Billboards greifen in die Realität ein

Mal mit vollen Namen, mal mit dem Kürzel „YO" deklariert sich Yoko Ono eindeutig als Autorin der im öffentlichen Raum ausgestellten Werke und bildet damit einen Referenzpunkt, den man bei der Betrachtung durchaus im Auge behalten sollte: Die Billboard-Aktionen sind nicht frei im Raum schwebende, rein assoziative Anweisungen, Statements, Gedanken ohne Anhaltspunkt. Indem sich Yoko Ono als Urheberin der Plakatwände kennzeichnet, verleiht sie diesen ganz den Status einer künstlerischen Arbeit. Im Gegensatz zu einer Spielart der engagierten Kunst, die im schlechtesten Falle die Grenze zwischen eben dieser und dem Gegenstand ihrer Kritik, der Gesellschaft, vollkommen auflöst (und somit die Kritik gegenstandlos werden lässt), scheinen sich Yoko Onos Interventionen im öffentlichen Raum stets ihres spezifischen Status bewusst. Die Billboards funktionieren als Kunst, die in die Realität eingreift und eingreifen will, gerade indem sie die unsichtbare Grenze zwischen beiden mitdenken.
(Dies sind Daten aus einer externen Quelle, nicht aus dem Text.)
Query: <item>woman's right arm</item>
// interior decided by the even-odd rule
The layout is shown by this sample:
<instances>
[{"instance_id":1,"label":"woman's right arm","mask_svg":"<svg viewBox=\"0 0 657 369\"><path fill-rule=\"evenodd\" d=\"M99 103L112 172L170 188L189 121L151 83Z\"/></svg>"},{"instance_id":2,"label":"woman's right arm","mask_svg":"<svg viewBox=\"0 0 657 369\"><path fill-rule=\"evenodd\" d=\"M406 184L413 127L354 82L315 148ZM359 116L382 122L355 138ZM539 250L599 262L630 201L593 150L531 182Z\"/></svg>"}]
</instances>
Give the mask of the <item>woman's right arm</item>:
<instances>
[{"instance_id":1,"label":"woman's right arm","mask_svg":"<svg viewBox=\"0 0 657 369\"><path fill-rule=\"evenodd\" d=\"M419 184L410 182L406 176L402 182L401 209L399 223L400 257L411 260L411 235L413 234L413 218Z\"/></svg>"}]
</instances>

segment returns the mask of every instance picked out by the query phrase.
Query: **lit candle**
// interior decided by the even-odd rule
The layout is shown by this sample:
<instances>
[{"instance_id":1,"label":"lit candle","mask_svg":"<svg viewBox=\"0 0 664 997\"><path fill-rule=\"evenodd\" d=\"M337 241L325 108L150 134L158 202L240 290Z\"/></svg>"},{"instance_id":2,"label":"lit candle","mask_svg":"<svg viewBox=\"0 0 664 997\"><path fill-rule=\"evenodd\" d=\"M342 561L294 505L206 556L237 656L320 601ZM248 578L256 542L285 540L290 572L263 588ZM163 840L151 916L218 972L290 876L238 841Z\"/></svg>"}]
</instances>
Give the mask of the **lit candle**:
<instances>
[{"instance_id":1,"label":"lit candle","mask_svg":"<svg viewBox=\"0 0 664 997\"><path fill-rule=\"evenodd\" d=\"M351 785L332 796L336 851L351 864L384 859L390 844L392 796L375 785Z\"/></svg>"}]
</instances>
Im Rahmen ihrer Retrospektive in der SCHIRN Kunsthalle macht Yoko Ono mit ihrer Billboard-Aktion nun ganz Frankfurt zu ihrem erweiterten Ausstellungsraum. Die Künstlerin fertigte eigene Plakatwände exklusiv für ihre Ausstellung „HALF-A-WIND SHOW" an. Die Werke, die am 16. April an zentralen Orten im Stadtgebiet positioniert wurden, erinnern formal an die bekannten Billboards vergangener Aktionen. Die Slogans, die Yoko Ono für die Stadt am Main ausgewählt hat, sind jedoch deutlich assoziativer: „FEEL", „DREAM" und „TOUCH" sind die Botschaften, die je nach Empfinden als unverbindliche Anregung oder aber als konkrete Aufforderung an die vorbeiziehenden Passanten verstanden werden können.